Леон, дочитав письмо, не заметил, что бледность покрыла лицо его жены, когда она услышала имя его друга.

— Итак, этот милый Гастон едет к нам, он будет здесь через два, три дня, может быть, и завтра, во всяком случае, я уверен, что он не замедлит своим приездом и что он так желает поскорее меня обнять, как и я его. Ты увидишь, какой он умный, веселый, безо всяких претензий, совсем не педант. Одним словом, это точный, ясный ум, что в наше время редкость, потому что столько людей стараются извратить тот, который у них есть. Ты полюбишь Гастона, моя дорогая, не правда ли? Сначала ради меня, впоследствии рада его самого. Но, боже мой… что такое… как ты бледна… тебе дурно?

— Да, мой друг, я нехорошо себя чувствую… у меня как будто лихорадка…

— Ты это только сейчас почувствовала?.. Потому что ничего не говорила, когда я вошел?..

— Да, сейчас… мне вдруг сделалось нехорошо… но это пройдет.

— Ты дрожишь, руки твои холодны, как лед. Я сейчас пошлю в город за доктором…

— Нет. Пожалуйста, не посылай за доктором, это и так пройдет. Я пойду, лягу. Не беспокойся. Мой друг, повторяю тебе, это пройдет.

— Хорошо, я подожду, но, если тебе не будет лучше, я сам пойду за доктором. Пойди отдохни, а я пойду отдать приказания, чтобы приготовили комнату для Гастона. Я не помещу его на другом конце дома, как мою тетушку, я хочу, чтобы он был поближе к нам. Отдохни, моя милая.

И Леон уходит от своей жены. Вишенка остается с поникшей головою, уничтоженная. «Гастон Брумиер, — говорит она себе, — это он.
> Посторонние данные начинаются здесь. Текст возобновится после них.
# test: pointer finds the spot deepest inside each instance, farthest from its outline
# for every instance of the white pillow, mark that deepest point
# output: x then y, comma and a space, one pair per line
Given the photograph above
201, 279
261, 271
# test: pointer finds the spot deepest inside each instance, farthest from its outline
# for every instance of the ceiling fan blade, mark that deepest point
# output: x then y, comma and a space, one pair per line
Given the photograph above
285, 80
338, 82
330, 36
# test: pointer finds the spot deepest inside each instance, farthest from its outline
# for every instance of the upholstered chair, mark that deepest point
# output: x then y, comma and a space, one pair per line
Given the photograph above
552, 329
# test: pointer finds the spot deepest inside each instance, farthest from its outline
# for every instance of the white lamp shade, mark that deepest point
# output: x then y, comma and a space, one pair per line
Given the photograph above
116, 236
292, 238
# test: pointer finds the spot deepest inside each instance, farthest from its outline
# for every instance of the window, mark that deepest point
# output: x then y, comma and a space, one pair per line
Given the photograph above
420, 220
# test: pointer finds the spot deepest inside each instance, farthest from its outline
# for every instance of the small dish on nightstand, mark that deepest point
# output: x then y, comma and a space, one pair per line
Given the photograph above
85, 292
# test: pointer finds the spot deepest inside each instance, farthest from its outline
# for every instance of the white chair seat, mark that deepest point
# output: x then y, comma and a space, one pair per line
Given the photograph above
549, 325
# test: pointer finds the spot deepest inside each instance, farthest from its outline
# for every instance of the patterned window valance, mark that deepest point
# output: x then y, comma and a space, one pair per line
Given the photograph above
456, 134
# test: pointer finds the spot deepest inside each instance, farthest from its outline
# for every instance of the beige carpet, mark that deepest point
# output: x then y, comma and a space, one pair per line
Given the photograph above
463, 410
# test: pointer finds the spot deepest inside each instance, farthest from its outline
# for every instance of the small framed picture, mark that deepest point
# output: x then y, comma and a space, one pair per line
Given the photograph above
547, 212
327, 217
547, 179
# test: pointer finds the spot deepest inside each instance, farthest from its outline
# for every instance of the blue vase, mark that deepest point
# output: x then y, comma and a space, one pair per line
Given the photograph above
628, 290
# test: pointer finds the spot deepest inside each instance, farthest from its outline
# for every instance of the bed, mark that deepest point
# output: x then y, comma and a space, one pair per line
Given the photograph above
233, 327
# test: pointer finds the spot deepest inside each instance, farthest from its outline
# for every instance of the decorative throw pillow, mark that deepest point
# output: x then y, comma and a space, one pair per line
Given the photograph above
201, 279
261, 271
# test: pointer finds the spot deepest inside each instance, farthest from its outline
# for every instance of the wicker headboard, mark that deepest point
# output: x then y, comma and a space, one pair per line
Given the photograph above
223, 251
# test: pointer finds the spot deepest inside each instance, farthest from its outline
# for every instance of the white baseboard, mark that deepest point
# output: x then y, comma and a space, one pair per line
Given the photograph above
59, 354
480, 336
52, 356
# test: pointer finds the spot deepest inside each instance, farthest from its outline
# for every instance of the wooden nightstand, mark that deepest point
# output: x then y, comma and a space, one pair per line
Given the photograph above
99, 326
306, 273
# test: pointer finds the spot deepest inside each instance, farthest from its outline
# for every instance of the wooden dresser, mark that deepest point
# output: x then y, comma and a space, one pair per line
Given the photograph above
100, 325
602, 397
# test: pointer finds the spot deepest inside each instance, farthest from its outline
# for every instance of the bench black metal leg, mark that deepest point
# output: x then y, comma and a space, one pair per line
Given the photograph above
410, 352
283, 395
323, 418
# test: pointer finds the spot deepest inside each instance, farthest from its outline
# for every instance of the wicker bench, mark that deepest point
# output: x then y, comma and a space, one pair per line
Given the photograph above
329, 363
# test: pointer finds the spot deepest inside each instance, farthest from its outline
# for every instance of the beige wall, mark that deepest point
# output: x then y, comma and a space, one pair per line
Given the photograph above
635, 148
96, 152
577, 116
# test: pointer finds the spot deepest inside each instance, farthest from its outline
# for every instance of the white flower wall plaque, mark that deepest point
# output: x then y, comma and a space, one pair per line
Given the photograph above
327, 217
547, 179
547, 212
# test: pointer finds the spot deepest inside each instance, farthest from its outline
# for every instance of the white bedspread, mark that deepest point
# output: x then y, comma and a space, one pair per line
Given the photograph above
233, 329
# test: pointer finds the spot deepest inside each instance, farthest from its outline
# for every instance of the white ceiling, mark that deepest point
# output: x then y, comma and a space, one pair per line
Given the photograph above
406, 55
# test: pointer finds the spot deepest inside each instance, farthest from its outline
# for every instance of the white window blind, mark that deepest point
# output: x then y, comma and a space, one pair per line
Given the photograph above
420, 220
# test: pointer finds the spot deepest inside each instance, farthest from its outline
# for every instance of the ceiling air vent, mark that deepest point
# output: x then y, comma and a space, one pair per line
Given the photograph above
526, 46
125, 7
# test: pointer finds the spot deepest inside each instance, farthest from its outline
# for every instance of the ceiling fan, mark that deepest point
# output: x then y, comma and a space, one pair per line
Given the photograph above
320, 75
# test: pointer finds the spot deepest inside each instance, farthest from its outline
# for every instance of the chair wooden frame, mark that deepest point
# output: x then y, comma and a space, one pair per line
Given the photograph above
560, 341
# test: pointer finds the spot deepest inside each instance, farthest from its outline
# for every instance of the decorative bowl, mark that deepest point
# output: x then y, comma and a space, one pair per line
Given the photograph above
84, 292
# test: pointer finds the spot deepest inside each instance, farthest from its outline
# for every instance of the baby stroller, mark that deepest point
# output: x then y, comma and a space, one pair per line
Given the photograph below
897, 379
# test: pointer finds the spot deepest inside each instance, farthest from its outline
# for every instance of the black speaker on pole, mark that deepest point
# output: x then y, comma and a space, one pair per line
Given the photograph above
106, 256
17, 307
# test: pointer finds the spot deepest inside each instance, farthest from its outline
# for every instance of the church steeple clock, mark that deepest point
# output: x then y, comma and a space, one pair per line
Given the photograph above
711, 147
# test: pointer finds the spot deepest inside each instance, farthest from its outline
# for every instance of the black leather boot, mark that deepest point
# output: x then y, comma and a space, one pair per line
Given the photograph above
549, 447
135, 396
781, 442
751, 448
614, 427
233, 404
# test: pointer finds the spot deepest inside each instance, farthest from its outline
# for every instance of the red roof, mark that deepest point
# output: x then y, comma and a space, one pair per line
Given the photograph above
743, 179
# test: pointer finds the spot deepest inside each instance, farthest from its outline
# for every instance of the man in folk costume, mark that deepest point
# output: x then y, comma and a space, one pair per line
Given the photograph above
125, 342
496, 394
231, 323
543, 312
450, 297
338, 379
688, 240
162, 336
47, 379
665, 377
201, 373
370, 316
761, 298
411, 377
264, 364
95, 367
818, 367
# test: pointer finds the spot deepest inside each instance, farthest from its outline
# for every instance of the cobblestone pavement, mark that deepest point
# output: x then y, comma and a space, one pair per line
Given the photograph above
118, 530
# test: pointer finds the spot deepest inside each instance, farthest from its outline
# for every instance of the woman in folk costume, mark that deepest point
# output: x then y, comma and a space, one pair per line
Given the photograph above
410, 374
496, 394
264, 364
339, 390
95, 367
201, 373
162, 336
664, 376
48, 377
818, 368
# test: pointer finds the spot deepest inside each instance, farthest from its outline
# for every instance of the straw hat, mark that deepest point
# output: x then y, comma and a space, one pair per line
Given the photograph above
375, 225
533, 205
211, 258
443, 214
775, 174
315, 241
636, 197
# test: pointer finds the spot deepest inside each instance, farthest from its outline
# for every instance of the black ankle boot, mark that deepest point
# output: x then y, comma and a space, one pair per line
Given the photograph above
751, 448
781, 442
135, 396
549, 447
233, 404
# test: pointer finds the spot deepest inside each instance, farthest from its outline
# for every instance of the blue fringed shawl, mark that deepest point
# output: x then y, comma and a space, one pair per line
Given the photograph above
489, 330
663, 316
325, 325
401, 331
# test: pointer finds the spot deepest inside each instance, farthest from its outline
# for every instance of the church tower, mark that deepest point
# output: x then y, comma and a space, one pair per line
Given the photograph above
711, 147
Это должен быть он! И он друг моего мужа и приедет сюда!»

Появление Сабреташа отрывает молодую женщину от ее мыслей. Он входит в ее комнату, говоря:

— Что такое? Я сейчас встретил Леона, который мне сказал, что его-Агата больна. «Ах, черт возьми, — подумал я, — надо пойти разузнать, в чем дело». Но, боже мой! Это расстроенное лицо… Что с вами, дитя мое?

Вишенка, бросившись на шею старому солдату, лепечет рыдая:

— Друг мой, я погибла!..

— Погибла! Как?.. Что такое? Придите в себя, дитя мое, чего вы так испугались?

— Мой муж ожидает с часу на час, возможно сегодня, одного из своих друзей. Он его любит как брата.

— Он мне это рассказывал. Ну, что ж?

— Ну… этот друг… это… тот… молодой человек, с которым я однажды встретилась в парке Сен-Клу, который привез меня в Париж…

— Почему вы думаете, что это он?

— Его зовут Гастоном.

— Многих так зовут… Имя это, конечно, не так обыкновенно, но все же много есть и Гастонов.

— Гастон Брумиер… эти именем подписано письмо друга, которое мне прочитал Леон. И мне помнится, что это же самое имя стояло на карточке, которую мне подал тогда тот молодой человек.

— Вы, может быть, ошибаетесь. Наконец, столько имен, похожих одно на другое.

— Нет, нет, я не ошибаюсь, это он… он самый… он возвращается из Константинополя, я поминаю, что и тот мне говорил, что он едет в Турцию.

— Положим, что это он, дитя мое. Прошло четыре года с тех пор, как он вас видел… вы теперь совсем уже не та, что прежде. Тогда вы были совсем молоденькой девушкой, худой, тонкой. Теперь же вы пополнели, у вас другая осанка, иные манеры. Этот молодой человек вас не узнает!

— О, нет! Нет… он меня узнает!

— Нет, говорю я вам. Если он честный человек, он не может, не должен вас узнать.

— Но он искренний друг моего мужа.

— Тем более! Но если, наконец, он будет так глуп и так подл, что начнет рассказывать. Что скажет он вашему мужу такого, чего бы мы ему уже сами не рассказали?

— Да. Я знаю, но горе, но краска стыда, которая покроет чело Леона. О! Вот когда он раскается, что женился на мне… Из великодушия он, может быть, будет скрывать от меня свои мучения, свои сожаления… но разве, вы думаете, я их не угадаю?.. Ах, вы теперь видите, что я составлю его несчастье, и это приводит меня в отчаяние.

— Никогда не следует отчаиваться, потому что этим горю не поможешь. Ободритесь!.. Не падайте духом. Быть может, молодой человек, которого вы ожидаете, совсем не тот, который вы думаете… а если это он… то я здесь… и не буду дремать.